The image formation model: Gonzalez & Woods describe image formation as f(x,y) = i(x,y) × r(x,y) — the observed image is the product of illumination (i, slowly varying, low-frequency) and reflectance/fluorescence (r, rapidly varying, high-frequency). Separating these components is the fundamental pre-processing challenge. In the log domain, this multiplication becomes addition: log(f) = log(i) + log(r), enabling additive separation techniques.
Top-hat as signal separation: Solomon & Breckon explain: "Opening removes small light details whilst leaving darker regions undisturbed. The difference lifts out local details independently of intensity variation." The top-hat transform is the simplest practical implementation of the illumination/signal separation model. It works because biological objects (nuclei, membranes) are spatially compact (high-frequency), while illumination gradients are spatially broad (low-frequency), and the morphological opening selectively removes the high-frequency component.
Why fluorescence images need this: Dobrucki warns that mercury arc lamps produce highly non-uniform field illumination, with intensity dropping significantly from center to edge. Even LEDs exhibit some vignetting. In fluorescence microscopy, this illumination non-uniformity directly scales the measured fluorescence intensity — a cell at the edge produces fewer fluorescence photons simply because it receives less excitation light. The effect is multiplicative: a 30% illumination drop at the field edge means a 30% reduction in all fluorescence measurements at that position.
Frequency domain interpretation: The top-hat transform is equivalent to a spatial high-pass filter — it removes low-frequency content (illumination) and passes high-frequency content (biological features). The Gaussian self-Fourier property (noted by Vetterli) means that a Gaussian smoothing kernel in the spatial domain produces a Gaussian attenuation in the frequency domain. The morphological opening approximates this: the structuring element size sets the effective cutoff frequency between "background" and "signal."
The critical tradeoff: Set the Object Radius too small, and biological features (large nuclei, cell clusters) are mistakenly included in the background estimate — they get subtracted, producing dark halos around bright objects.
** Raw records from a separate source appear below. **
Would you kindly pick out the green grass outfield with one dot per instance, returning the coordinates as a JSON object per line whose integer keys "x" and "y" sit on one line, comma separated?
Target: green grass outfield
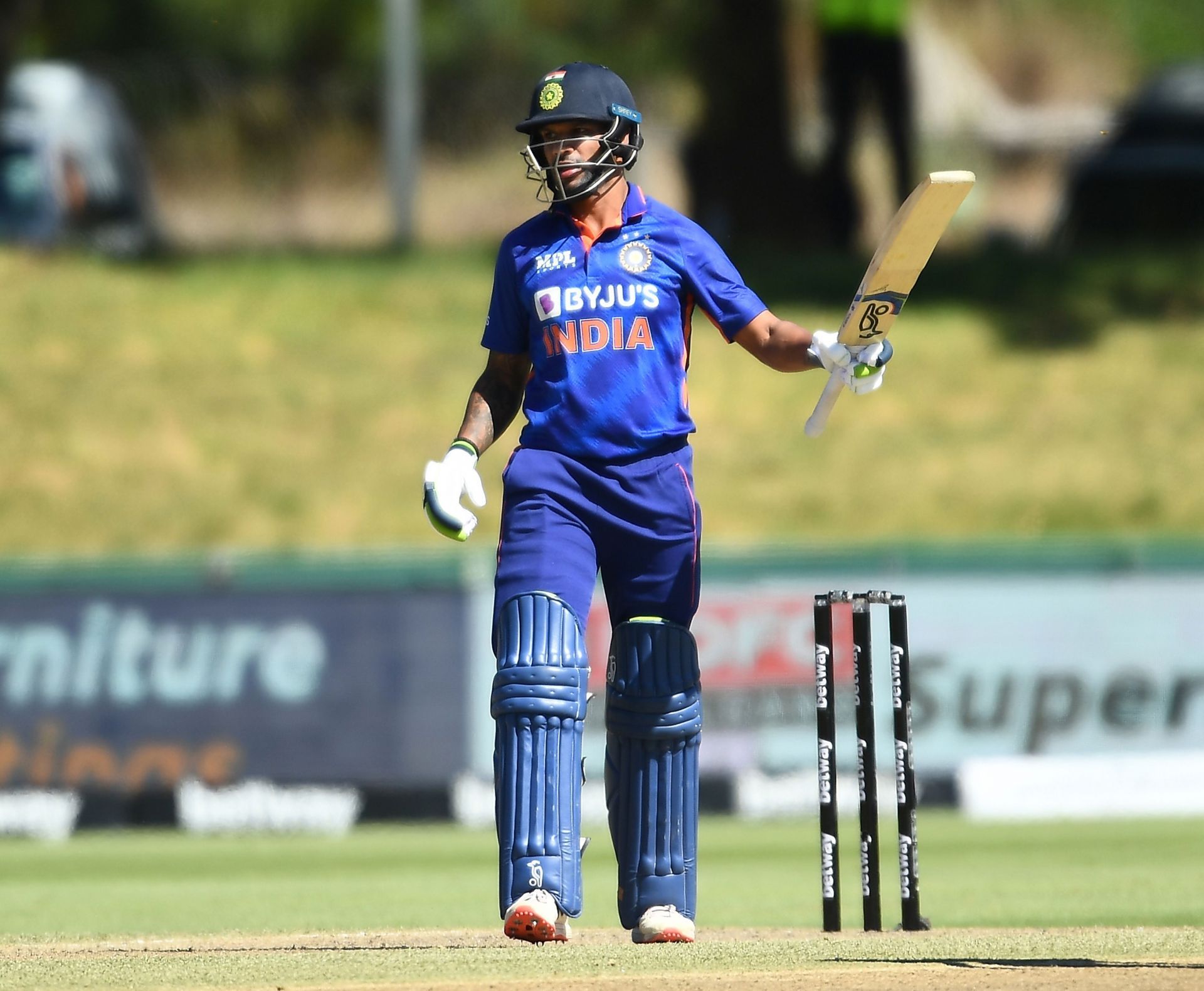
{"x": 405, "y": 904}
{"x": 292, "y": 401}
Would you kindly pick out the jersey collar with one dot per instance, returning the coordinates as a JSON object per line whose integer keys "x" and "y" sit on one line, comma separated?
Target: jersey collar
{"x": 633, "y": 206}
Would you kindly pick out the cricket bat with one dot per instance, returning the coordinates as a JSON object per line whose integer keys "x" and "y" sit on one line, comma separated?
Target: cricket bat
{"x": 903, "y": 251}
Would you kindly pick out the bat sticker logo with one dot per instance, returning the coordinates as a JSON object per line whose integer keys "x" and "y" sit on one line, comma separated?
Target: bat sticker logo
{"x": 869, "y": 325}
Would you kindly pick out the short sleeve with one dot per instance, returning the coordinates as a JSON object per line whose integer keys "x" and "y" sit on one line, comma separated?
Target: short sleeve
{"x": 506, "y": 327}
{"x": 718, "y": 290}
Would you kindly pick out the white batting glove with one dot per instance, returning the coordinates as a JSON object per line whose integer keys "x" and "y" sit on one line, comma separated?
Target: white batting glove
{"x": 830, "y": 352}
{"x": 869, "y": 369}
{"x": 445, "y": 485}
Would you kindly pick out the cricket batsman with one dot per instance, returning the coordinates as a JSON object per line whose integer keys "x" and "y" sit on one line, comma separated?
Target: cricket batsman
{"x": 589, "y": 334}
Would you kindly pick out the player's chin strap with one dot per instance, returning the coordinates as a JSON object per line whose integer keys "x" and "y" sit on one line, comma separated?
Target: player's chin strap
{"x": 612, "y": 158}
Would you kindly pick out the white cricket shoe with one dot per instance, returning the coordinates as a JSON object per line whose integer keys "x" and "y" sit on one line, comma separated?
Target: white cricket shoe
{"x": 662, "y": 924}
{"x": 536, "y": 918}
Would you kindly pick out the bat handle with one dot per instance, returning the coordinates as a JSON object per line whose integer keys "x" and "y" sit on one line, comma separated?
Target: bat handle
{"x": 818, "y": 421}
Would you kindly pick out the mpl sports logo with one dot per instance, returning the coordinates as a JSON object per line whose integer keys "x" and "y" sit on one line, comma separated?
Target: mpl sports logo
{"x": 554, "y": 260}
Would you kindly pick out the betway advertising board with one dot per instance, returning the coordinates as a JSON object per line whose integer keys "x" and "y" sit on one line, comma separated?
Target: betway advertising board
{"x": 128, "y": 691}
{"x": 1000, "y": 666}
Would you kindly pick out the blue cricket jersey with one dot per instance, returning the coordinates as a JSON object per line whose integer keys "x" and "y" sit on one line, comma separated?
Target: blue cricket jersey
{"x": 607, "y": 325}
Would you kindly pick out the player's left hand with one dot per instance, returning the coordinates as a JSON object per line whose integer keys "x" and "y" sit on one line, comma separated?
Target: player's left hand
{"x": 445, "y": 485}
{"x": 869, "y": 367}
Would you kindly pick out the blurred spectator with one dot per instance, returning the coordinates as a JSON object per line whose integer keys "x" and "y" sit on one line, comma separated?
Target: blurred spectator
{"x": 71, "y": 165}
{"x": 863, "y": 50}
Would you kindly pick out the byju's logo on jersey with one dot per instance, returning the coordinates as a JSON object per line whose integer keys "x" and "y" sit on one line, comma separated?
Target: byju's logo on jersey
{"x": 573, "y": 299}
{"x": 549, "y": 263}
{"x": 547, "y": 303}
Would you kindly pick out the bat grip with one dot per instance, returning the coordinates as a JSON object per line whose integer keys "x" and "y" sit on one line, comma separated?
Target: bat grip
{"x": 818, "y": 421}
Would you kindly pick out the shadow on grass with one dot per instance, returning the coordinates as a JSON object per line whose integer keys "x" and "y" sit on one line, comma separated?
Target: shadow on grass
{"x": 1069, "y": 962}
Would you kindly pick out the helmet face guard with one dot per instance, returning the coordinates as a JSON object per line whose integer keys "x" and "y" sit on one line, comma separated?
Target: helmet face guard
{"x": 615, "y": 155}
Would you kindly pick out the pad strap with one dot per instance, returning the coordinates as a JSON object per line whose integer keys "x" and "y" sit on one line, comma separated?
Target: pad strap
{"x": 654, "y": 725}
{"x": 539, "y": 706}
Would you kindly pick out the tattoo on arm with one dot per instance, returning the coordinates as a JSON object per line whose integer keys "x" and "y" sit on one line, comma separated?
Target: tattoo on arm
{"x": 495, "y": 400}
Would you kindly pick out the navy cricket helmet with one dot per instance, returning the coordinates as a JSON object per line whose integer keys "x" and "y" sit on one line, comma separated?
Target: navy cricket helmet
{"x": 587, "y": 93}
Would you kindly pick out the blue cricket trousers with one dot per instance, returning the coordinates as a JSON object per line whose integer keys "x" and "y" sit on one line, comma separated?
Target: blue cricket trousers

Set it too large, and local illumination variation isn't captured — correction is incomplete. The ideal radius is 2-3× the largest feature of interest: large enough to exclude all biology from the background estimate, small enough to track the illumination gradient's spatial variation.
Every fluorescence image is the product of two things: the biology (what you want) and the illumination (what you don't). The illumination varies slowly across the field — bright center, dim edges. Background Removal estimates this slow variation using a large smoothing kernel and subtracts it, leaving the biology on a flat baseline. The kernel must be larger than any cell so it doesn't accidentally erase biological signal along with the background.